Longe das novelas desde Paraíso Tropical (aquela das gêmeas), Negrini jura não se sentir pressionada para voltar a uma grande produção. No primeiro semestre, ficou em cartaz em São Paulo com a peça A Senhora de Dubuque, de Edward Albee. Gosta de teatro e já levou para os palcos personagens de autores consagrados, como Strindberg e Tchekhov, mas sabe da importância da televisão na cultura nacional. "Quero voltar. E eu tenho um sonho na TV: fazer comédia. Ainda não aconteceu, mas fazer o quê? Ainda não me deram essa chance." Nos cinemas, até flertou um pouco com o gênero em Sexo, Amor e Traição, de 2004. Mas, desde que começou sua parceria com o cineasta Júlio Bressane, ganhou o título de "musa de cinema de autor", com toda a seriedade que o emblema carrega, inclusive alguma dose de preconceito - será que uma personalidade bonita, sexy e de sucesso na TV teria direito a ser boa atriz? Cleópatra, filme de 2007, de Bressane, foi sua resposta. Na biografia da rainha do Egito escrita por Stacy Schiff, consta que o filósofo grego Plutarco definiu assim a famosa figura histórica: "Sua beleza não era em si tão notável que não houvesse comparação ou que não se pudesse vê-la sem ser tocado; era mais o contato de sua presença [...], que era irresistível". Por causa de sua Cleópatra, Alessandra ganhou diversos prêmios e chegou a prestigiar a exibição do filme no renomado Festival de Veneza. "O filme foi massacrado no Rio de Janeiro e ficou pouco tempo em cartaz. Até pensei: 'Será que fiz alguma coisa errada?' Revi agora em Portugal, com distanciamento, e é uma força de cinema", diz.

Alessandra tira o casaco preto, revela uma regata branca e a tatuagem no braço direito ("Amor", escrita por cima de uma antiga, "Otto", homenagem ao então marido).

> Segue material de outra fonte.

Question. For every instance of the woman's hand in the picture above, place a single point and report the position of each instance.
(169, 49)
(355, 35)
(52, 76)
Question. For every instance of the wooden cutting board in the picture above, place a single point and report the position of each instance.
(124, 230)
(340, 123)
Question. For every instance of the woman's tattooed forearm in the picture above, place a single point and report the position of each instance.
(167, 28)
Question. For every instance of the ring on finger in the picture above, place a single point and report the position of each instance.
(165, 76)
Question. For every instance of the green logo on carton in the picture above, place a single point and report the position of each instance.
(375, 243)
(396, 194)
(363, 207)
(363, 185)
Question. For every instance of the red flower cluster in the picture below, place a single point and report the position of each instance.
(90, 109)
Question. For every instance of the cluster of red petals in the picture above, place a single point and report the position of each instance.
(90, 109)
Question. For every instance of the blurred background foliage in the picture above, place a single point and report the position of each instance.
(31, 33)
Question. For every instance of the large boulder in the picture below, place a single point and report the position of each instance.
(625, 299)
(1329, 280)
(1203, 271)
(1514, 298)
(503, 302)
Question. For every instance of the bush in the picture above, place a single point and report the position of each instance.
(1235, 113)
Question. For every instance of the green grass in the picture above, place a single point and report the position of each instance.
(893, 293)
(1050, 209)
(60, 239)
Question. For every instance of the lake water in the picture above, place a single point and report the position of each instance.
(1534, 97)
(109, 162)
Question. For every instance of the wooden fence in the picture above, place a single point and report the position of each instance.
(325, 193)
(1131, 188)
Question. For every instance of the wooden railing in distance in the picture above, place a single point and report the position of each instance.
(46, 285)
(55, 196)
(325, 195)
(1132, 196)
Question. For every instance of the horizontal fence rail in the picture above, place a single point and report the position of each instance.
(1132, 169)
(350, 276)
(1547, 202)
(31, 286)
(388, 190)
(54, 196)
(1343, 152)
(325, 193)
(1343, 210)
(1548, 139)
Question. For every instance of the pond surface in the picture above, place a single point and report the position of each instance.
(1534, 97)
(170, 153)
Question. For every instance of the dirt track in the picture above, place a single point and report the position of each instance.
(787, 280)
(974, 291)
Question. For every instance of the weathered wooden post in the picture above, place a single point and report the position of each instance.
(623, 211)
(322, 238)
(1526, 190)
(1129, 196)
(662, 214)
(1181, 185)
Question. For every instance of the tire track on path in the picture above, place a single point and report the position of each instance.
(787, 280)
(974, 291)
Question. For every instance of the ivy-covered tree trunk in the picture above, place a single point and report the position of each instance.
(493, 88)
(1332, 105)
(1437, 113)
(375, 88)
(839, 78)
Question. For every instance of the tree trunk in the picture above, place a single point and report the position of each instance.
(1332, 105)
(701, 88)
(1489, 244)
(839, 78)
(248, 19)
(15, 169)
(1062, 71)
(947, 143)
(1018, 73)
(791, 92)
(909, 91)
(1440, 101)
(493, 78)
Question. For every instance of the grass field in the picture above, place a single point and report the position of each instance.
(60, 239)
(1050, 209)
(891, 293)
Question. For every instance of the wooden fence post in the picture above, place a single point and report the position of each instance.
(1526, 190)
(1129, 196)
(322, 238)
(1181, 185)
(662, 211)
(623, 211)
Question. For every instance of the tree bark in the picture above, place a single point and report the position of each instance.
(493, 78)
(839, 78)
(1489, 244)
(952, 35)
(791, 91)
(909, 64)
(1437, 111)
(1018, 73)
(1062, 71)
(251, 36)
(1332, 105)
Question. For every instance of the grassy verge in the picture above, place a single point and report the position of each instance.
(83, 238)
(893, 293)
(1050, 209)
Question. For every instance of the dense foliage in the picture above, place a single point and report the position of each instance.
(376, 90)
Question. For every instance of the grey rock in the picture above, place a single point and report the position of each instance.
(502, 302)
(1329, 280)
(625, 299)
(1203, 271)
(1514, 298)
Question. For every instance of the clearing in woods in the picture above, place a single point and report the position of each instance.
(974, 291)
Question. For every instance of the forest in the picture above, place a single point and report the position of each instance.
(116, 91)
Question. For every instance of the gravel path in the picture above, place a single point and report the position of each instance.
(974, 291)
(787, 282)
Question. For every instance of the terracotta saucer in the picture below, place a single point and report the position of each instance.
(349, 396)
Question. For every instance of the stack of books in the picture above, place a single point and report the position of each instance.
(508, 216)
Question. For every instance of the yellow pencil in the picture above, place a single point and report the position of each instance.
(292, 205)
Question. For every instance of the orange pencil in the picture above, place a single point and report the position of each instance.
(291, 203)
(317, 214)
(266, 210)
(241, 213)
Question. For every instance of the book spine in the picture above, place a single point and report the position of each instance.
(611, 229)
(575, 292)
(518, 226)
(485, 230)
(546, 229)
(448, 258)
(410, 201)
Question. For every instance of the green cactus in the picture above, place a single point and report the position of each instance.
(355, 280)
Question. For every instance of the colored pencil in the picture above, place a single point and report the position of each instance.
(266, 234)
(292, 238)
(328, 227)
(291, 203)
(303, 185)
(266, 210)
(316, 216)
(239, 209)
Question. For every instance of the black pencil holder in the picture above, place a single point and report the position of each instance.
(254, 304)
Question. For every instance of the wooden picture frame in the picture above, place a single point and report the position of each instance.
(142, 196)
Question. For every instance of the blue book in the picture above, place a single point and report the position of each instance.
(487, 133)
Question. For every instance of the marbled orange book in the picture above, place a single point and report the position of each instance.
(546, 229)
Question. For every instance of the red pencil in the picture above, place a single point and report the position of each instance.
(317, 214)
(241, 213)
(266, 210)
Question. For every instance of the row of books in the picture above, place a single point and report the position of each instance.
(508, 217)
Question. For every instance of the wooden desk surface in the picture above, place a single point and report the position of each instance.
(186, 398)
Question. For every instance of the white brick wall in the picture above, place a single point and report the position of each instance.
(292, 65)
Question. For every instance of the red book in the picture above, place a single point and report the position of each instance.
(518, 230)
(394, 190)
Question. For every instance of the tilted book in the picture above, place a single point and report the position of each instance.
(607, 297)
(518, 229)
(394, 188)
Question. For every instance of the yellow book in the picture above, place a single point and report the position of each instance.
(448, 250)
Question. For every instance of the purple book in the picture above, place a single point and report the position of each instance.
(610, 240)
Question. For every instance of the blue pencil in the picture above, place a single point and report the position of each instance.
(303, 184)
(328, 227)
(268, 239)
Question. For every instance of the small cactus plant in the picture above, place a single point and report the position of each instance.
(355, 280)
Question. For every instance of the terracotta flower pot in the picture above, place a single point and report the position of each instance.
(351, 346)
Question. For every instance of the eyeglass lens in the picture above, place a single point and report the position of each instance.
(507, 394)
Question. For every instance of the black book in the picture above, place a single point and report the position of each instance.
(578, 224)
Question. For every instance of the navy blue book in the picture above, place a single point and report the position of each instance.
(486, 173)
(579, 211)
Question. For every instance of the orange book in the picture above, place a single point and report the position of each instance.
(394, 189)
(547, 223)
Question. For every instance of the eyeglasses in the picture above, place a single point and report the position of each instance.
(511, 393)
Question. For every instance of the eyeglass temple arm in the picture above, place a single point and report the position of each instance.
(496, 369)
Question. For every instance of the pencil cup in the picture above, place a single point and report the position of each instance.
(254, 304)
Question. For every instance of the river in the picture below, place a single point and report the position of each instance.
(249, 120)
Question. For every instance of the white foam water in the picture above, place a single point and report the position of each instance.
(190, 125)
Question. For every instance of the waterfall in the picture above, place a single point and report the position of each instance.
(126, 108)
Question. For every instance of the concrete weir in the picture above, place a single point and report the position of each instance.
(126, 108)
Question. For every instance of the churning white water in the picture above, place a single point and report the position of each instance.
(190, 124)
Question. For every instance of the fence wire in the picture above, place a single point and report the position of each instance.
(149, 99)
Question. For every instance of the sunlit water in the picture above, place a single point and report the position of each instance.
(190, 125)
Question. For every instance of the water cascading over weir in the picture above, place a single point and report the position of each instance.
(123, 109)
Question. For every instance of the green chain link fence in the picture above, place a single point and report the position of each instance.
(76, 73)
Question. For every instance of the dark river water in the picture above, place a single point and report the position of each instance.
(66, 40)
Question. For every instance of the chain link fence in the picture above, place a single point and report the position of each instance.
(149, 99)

Com a sessão de fotos para a reportagem marcada para o dia seguinte, essa era a nudez mais próxima que eu havia observado até então. Como se tentasse hipnotizar quem estivesse ao redor, ela balança constantemente a correntinha em seu pescoço. Mesmo tranquila, sempre há uma desconfiança em seu olhar, como se tudo pudesse desmoronar em poucos segundos. Mas em nada lembra aquela aterrorizante Medusa pintada por alguns veículos e colegas. Como não virei uma estátua de pedra, vale a pena arriscar e perguntar se ela sabe que muitos a consideram antipática.

"Eu sei, eu ouço falar", ela gargalha, mostrando incompreensão. "É mito. É puro mito. Parte da minha fama de ser difícil é porque eu sou muito séria no trabalho, muito concentrada, muito exigente. Hoje consigo estar mais relax um pouco. Antes não conseguia. Chegava no primeiro dia para gravar uma novela, estava tão concentrada que não conseguia chegar e 'oi, tudo bem?' Agora já sei que tenho que fazer isso, porque melhora." Claro que estou diante de uma atriz, e a possibilidade de estar sendo enganado é infinita. Mas Alessandra Negrini acha que ainda me deve mais algumas explicações: "Não sou uma pessoa muito política. Essa é uma lacuna. Hoje eu sou melhor do que eu era. Já sei que é melhor chegar sorrindo do que ser tão autêntica. São traquejos para você viver".

Na minissérie que a revelou, sua personagem, quando adulta, foi interpretada pela atriz Cláudia Raia. Essa possibilidade de envelhecer sem passar pelas dores da transição, escapando de um corpo e entrando em outro, é um recurso que só a ficção proporciona. Negrini sabe que não tem essa opção, e que o jeito de lidar com as transformações vividas é refletindo sobre elas. "Não vou conseguir te explicar tudo como eu sou agora, né? Nem eu mesma sei explicar", ela arrisca uma conclusão.

"Continuo com algumas questões, mas tô melhor", conclui. "Sou só um pouco confusa."